後半の記憶はほとんど消えていたのだが、今回何度か聴き返して「So True」はアルバムの中でも異色で、良い効果を放っていると感じた。アルバムのラスト二曲を飾る「So True」「When Everything Else Is Gone」はウィル・ブールウェアによる作曲だ。アルバムの中にアクセントとなる曲を入れる判断は良いものだ。ポールには恐らく書けないだろう曲調だが、実は「So True」こそがアルバム全体を支配する温かみのあるサウンドと調和している。

いろいろと書いたが、悪いアルバムではない。ただし、『Singer Of Songs, Teller Of Songs』以降のアルバムの中では最も売れていない。日本では2016年に『Singer Of Songs, Teller Of Songs』以降の三作が一挙にCDとして再発されたが、2024年現在では『Paul Davis』だけが品切れとなっている。これだけで判断するのは酷かもしれないが、やはり『Paul Davis』がヒット以降の作品としては地味な出来であることの証明にもなっている。

ここまでに6枚のアルバムを発表し、ヒット作も出たポール・デイヴィスだが、日本盤が発売されたのは1980年作の『Paul Davis』が最初だった。それまで日本ではバング・レコードと契約を交わしているレコード会社がなく、ヒット作となった『Singer Of Songs, Teller Of Songs』も発売当初は日本盤が出なかった。ポール・デイヴィスの日本盤といえば、ポールの風貌が洒落ていないという判断により、ジャケットが変更されたことで有名だが、『Paul Davis』はオリジナルのアルバム・カヴァーのまま日本で発売された。ただし、題名は「パステル・メッセージ」となり、爽やかな印象になった。

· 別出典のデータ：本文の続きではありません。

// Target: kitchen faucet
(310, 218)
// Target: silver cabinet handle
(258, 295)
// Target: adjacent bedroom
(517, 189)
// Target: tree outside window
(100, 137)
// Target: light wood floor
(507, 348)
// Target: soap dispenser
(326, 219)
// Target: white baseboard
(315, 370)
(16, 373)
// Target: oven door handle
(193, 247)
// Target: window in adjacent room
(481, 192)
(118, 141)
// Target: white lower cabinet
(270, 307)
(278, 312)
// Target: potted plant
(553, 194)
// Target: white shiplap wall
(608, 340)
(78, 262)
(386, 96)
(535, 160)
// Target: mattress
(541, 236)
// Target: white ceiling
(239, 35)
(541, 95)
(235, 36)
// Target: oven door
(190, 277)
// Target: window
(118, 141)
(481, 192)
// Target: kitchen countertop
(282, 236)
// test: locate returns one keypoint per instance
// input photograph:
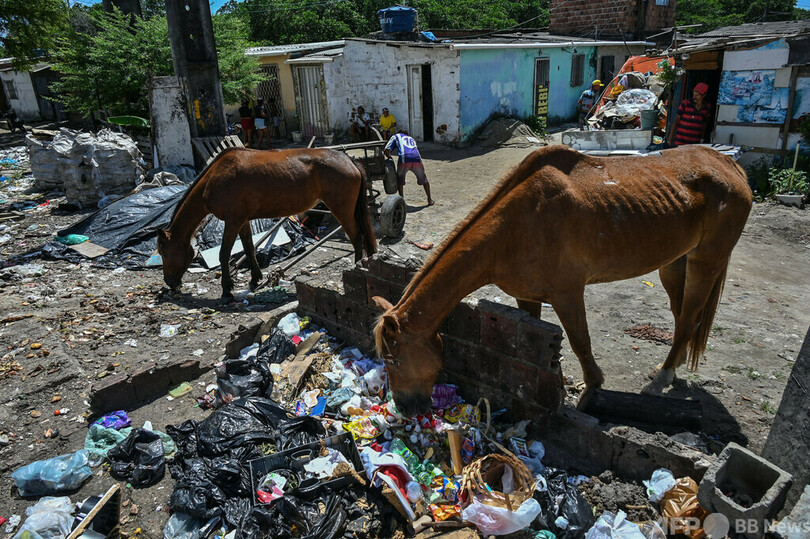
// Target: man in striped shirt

ここまで、ポールは毎年アルバムを発表することがほとんどなかった。あるとすれば、再録音やカヴァーが大半を占める『Singer Of Songs, Teller Of Songs』が前作から一年後に出ただけだった。1977年発表の『Singer Of Songs, Teller Of Songs』から『Paul Davis』までには三年を要している。長年売れなかったことがあるにしても、ポールは元から多作ではない気がするし、初めて大ヒットが出たことのプレッシャーもあったのだろう。そんなポールが、『Paul Davis』発表の一年後である1981年に新作『Cool Night』を発表した。しかも長年在籍していたバングを離れ、アリスタ・レコードに移籍したのだ。バングよりもはるかに規模の大きいレコード会社だ。アーティストとレコード会社の軋轢はよくある話だが、ポールの場合そうとは限らないらしい。『Cool Night』アルバム・カヴァーの裏を見ると、スペシャル・サンクスとして記された一覧の真っ先に、バングの代表であるアイリーン・バーンズの名がある。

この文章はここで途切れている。